Defendant was charged with the offense of escape, a Class 2 felony. (Ill. Rev. Stat. 1973, ch. 38, par. 31-6(a).) For such offense the statute provides a minimum of 1 year and a maximum not to exceed 20 years. Ill. Rev. Stat. 1973, ch. 38, par. 1005-8-1(b)(3).
Defendant's plea followed negotiations between counsel. In open court defendant agreed that the sentence imposed was that which had been negotiated. He waived presentence investigation, presentence report and sentence hearing.
In argument defendant agrees that the minimum sentence determines parole eligibility, but urges:
"[I]t is not unlikely that one of the factors considered by corrections authorities in determining the rehabilitation potential of the defendant is the grievousness of the offense, as measured by the court's determination of the maximum period of incarceration warranted."
No authority, other data or experience supports such tentative and speculative conclusions.
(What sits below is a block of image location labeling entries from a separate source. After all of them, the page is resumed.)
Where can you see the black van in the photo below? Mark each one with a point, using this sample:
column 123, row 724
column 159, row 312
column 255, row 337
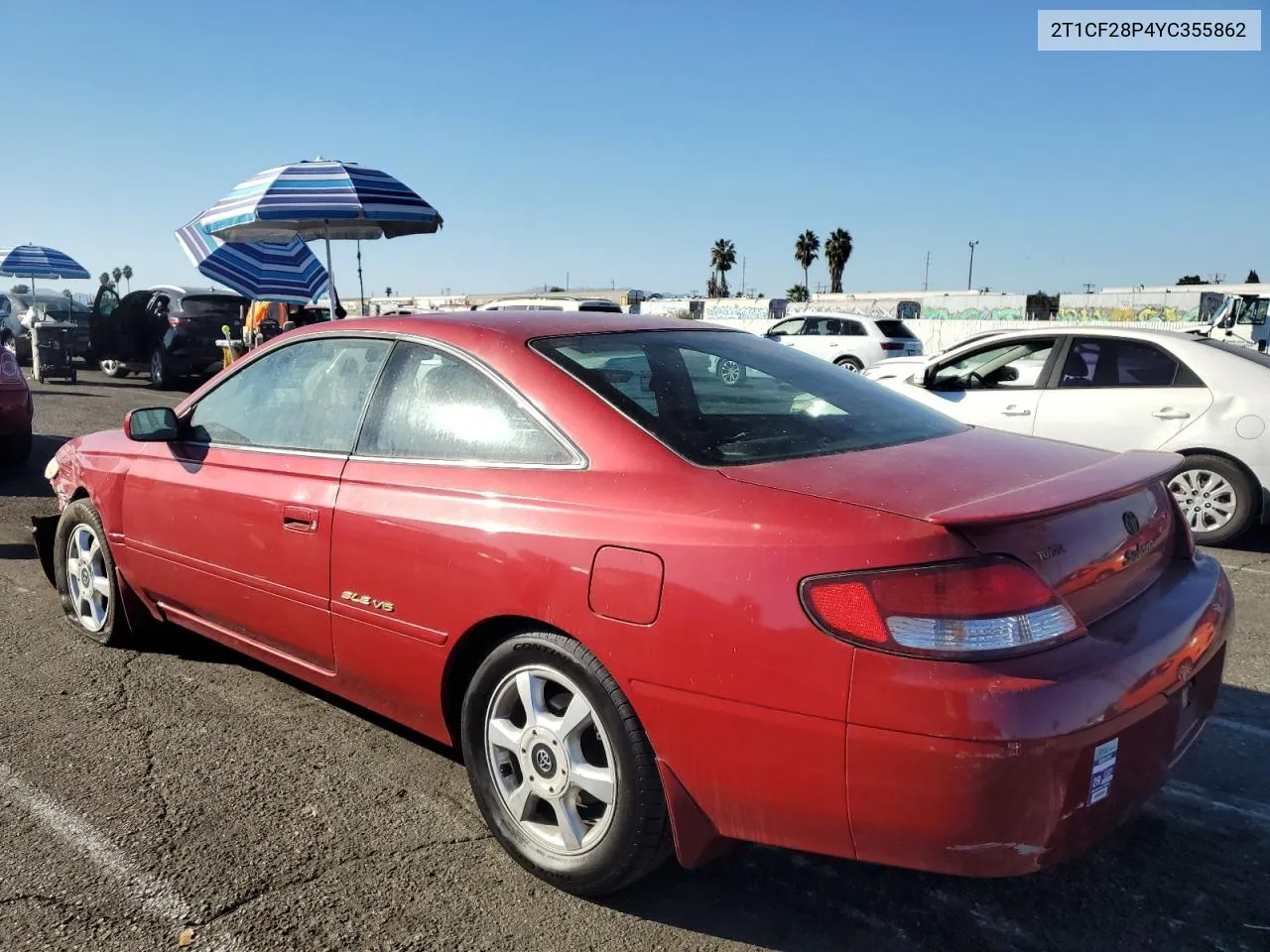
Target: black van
column 168, row 331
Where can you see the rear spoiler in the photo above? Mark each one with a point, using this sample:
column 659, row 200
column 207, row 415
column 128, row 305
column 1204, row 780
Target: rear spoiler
column 1106, row 479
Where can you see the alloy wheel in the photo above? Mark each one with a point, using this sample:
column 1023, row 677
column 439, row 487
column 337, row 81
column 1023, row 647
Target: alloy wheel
column 86, row 579
column 1206, row 499
column 552, row 761
column 729, row 372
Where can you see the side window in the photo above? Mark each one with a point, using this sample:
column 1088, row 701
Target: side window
column 308, row 397
column 1111, row 362
column 1015, row 366
column 786, row 327
column 435, row 407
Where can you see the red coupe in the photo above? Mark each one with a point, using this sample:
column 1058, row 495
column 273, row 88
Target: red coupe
column 16, row 412
column 657, row 612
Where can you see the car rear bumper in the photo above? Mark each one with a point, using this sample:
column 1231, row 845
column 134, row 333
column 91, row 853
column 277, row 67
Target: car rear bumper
column 1020, row 801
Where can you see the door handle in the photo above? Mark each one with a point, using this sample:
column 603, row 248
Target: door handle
column 299, row 518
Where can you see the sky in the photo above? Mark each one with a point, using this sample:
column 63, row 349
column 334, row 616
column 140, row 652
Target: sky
column 612, row 144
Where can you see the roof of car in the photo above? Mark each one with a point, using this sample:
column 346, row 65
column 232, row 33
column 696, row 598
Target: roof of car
column 520, row 325
column 1048, row 327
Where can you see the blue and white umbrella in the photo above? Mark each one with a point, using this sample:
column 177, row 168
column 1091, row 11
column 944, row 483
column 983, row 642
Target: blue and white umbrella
column 39, row 262
column 322, row 199
column 262, row 271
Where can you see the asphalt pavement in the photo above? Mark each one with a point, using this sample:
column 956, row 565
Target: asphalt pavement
column 185, row 796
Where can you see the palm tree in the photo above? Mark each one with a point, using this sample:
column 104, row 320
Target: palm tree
column 806, row 252
column 722, row 257
column 837, row 250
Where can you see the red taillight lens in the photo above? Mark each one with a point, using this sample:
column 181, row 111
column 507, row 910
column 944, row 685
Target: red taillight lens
column 956, row 610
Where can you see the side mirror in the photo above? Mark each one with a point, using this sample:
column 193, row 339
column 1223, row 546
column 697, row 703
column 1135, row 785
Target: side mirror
column 157, row 424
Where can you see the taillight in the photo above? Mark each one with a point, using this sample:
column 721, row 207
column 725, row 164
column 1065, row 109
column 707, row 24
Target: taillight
column 980, row 608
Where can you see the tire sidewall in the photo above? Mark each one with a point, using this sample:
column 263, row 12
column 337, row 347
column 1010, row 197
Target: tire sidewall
column 81, row 512
column 575, row 873
column 1245, row 493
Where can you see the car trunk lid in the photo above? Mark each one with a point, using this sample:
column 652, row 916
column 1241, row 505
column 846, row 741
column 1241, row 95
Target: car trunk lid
column 1097, row 527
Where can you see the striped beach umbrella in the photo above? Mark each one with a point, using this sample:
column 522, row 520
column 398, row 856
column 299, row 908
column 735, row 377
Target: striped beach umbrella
column 320, row 199
column 39, row 262
column 263, row 271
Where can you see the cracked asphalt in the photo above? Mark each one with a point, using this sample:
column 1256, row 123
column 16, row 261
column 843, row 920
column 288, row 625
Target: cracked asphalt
column 186, row 794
• 1 It is further urged that such maximum sentence is so excessive that it may inhibit the defendant's rehabilitation potential. Since his parole eligibility is determined by the maximum sentence, we reach the contrary conclusion that the sentence imposed provides the greatest possible spectrum for the determination of the rehabilitation of the defendant.
• 2, 3 The burden is on defendant to make a substantial showing which justifies reduction of sentence. (People v. Nelson, 41 Ill.2d 364, 243 N.E.2d 225; People v. Fuca, 43 Ill.2d 182, 251 N.E.2d 239.) Defendant's waiver of pre-sentence report and sentence hearing provides no basis but argument for determining that the maximum is harsh. There is no challenge to the fact that the plea was freely negotiated and was voluntarily and intelligently entered.
The judgment is affirmed.
SMITH, P.J., and CRAVEN, J., concur.